Experiments involving animals can also take an emotional toll on the researchers who carry out the work. And studies on captive primates raise extra ethical concerns, particularly when the work is outsourced to countries with relatively few restrictions on primate research.

Replacing animals in studies with human tissue brings its own challenges, which need to be mitigated if the practice is to become widespread. Correlations found in human-tissue biopsies, for example, might require subsequent experiments in animals to establish causality. Conducting such studies in humans could be complex, expensive and ethically fraught.
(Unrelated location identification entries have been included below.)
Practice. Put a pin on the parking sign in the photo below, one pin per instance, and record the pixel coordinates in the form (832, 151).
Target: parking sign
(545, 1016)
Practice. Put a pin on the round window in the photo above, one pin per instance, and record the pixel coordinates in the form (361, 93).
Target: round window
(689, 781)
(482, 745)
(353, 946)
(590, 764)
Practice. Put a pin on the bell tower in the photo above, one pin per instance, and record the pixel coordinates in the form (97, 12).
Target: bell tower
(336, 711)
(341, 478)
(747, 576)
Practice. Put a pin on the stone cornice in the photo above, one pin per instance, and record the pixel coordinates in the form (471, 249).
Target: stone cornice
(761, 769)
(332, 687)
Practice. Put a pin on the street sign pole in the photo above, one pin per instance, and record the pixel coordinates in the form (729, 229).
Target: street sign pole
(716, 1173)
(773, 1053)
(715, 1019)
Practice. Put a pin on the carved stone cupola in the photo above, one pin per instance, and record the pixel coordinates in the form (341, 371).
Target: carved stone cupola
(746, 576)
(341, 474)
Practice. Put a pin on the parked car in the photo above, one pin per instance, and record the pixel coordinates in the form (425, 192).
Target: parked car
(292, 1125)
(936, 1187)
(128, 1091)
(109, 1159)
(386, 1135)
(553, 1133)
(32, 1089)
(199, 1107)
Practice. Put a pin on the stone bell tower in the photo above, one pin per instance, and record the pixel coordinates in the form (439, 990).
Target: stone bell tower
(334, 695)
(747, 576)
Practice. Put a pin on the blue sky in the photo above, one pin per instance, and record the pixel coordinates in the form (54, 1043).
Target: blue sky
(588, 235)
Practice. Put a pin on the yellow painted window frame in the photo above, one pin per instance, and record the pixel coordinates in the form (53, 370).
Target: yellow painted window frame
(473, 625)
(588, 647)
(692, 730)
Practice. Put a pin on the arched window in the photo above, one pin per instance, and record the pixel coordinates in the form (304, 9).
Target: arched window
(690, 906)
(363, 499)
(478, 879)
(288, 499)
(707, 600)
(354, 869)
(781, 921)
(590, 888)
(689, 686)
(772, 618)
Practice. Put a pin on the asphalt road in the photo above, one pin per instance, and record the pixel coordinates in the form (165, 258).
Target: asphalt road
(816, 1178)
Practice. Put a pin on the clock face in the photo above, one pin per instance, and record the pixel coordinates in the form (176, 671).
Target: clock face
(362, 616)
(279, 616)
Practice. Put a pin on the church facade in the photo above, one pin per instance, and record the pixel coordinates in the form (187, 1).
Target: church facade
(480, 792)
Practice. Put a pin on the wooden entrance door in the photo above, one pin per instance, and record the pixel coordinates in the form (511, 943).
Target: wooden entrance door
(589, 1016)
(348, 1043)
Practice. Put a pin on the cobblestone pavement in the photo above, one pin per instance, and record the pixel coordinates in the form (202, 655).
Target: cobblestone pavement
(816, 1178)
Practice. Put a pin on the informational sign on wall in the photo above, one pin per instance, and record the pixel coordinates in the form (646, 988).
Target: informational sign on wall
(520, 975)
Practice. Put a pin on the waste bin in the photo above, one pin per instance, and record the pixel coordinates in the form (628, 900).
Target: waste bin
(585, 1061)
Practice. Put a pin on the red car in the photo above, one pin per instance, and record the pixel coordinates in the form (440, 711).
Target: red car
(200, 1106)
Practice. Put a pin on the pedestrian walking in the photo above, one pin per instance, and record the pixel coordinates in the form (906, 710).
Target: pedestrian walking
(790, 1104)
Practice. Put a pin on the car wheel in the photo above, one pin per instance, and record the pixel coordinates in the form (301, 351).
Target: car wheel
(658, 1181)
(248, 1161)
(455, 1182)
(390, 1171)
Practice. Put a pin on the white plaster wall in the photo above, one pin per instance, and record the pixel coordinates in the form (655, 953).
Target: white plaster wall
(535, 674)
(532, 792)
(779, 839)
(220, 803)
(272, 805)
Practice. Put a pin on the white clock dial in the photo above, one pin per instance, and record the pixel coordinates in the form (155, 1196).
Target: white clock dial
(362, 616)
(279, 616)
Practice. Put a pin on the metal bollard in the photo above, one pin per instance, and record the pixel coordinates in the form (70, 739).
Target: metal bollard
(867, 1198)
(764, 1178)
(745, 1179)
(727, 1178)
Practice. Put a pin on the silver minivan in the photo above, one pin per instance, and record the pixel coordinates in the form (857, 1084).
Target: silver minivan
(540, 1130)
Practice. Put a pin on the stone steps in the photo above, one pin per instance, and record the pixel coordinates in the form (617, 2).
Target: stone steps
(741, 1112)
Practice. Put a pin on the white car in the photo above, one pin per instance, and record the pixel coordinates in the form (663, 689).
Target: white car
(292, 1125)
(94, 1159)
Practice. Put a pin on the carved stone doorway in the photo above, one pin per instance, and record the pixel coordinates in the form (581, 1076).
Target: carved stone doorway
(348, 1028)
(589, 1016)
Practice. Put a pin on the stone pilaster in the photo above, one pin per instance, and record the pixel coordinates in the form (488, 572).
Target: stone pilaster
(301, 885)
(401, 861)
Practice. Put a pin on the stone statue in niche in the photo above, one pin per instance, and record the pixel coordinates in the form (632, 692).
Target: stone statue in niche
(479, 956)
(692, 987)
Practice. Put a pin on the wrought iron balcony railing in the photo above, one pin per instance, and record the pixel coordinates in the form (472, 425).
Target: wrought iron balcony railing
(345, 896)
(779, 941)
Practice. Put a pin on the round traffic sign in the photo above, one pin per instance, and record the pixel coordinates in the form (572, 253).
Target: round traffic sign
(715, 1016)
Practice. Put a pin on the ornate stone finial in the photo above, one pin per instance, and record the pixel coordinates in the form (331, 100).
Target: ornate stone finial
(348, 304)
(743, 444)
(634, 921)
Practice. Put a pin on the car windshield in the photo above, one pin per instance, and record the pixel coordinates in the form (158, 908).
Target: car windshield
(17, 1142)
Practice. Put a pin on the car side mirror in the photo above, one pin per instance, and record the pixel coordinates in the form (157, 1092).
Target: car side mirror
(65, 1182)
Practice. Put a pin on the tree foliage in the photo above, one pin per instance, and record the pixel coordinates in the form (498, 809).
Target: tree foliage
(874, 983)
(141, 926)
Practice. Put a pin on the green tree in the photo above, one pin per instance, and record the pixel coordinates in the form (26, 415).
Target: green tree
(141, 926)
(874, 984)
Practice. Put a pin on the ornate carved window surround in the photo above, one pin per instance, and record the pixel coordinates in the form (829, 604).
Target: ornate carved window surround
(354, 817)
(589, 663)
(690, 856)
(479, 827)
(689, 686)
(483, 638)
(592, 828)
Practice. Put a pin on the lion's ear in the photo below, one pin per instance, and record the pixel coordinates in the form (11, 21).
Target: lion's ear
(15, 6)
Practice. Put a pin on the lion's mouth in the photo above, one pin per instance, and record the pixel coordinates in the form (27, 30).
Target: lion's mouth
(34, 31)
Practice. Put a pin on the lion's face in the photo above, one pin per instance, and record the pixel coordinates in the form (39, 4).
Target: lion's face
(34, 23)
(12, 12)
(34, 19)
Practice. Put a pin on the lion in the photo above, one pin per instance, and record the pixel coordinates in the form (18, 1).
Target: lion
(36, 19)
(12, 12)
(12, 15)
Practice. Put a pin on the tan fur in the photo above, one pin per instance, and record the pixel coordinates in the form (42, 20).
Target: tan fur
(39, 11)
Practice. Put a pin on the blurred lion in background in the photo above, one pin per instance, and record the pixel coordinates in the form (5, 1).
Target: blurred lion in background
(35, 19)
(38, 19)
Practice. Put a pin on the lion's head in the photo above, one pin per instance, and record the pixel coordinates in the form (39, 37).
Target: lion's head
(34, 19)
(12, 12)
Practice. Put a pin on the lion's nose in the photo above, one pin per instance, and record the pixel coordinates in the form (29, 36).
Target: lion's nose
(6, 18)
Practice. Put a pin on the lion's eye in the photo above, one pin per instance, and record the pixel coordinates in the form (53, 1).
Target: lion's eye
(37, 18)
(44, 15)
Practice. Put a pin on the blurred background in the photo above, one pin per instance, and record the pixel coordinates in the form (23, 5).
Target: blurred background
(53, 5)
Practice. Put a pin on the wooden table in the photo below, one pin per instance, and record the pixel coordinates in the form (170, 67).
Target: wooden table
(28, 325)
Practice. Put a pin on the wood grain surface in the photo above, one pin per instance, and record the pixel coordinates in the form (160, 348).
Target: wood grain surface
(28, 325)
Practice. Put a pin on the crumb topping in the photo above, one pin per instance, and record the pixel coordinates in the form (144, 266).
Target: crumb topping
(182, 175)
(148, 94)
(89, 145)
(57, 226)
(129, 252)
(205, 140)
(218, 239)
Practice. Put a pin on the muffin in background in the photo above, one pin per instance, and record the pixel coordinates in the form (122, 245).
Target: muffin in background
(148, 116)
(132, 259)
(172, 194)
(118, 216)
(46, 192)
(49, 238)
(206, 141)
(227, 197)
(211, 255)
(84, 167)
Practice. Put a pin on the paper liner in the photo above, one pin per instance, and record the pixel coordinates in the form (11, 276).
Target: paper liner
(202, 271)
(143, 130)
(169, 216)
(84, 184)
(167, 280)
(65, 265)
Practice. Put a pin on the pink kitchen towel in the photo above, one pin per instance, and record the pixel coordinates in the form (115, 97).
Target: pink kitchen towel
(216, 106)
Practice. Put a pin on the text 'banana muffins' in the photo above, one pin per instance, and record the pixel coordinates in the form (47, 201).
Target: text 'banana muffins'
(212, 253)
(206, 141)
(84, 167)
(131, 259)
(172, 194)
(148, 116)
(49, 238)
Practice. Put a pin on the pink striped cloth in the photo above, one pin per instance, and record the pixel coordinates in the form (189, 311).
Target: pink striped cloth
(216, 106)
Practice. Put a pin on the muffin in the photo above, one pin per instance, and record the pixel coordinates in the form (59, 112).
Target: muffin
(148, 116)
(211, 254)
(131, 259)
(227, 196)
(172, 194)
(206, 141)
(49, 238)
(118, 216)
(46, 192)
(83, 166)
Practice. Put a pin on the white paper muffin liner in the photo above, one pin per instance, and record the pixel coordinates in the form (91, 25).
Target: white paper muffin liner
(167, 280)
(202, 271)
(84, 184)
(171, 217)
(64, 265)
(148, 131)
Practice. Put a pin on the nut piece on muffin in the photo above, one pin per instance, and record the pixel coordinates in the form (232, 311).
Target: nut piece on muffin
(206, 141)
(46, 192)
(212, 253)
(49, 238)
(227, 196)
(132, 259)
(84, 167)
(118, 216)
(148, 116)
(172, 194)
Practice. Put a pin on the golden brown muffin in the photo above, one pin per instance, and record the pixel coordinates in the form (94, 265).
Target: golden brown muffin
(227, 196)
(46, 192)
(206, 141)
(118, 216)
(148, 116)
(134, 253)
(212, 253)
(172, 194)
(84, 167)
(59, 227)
And just because a technique is based on human cells, that doesn’t make it necessarily superior. Funders and researchers will need to invest in the validation of these methods, by comparing results of computer predictions or tests using organoids with the results of clinical trials of the same experimental drug. Even Levy emphasizes that animals are also crucial for parts of his team’s research. “We still make use of animal models — just 70–80% less than the average research group,” he says.

The FDA policy allowing non-animal data to be used to support drug approvals needs to be much better communicated and amplified by the agency, funders and research institutions. And more researchers need to embrace the change. The outcome will be more-rigorous evaluation of experimental medications, and more-meaningful results.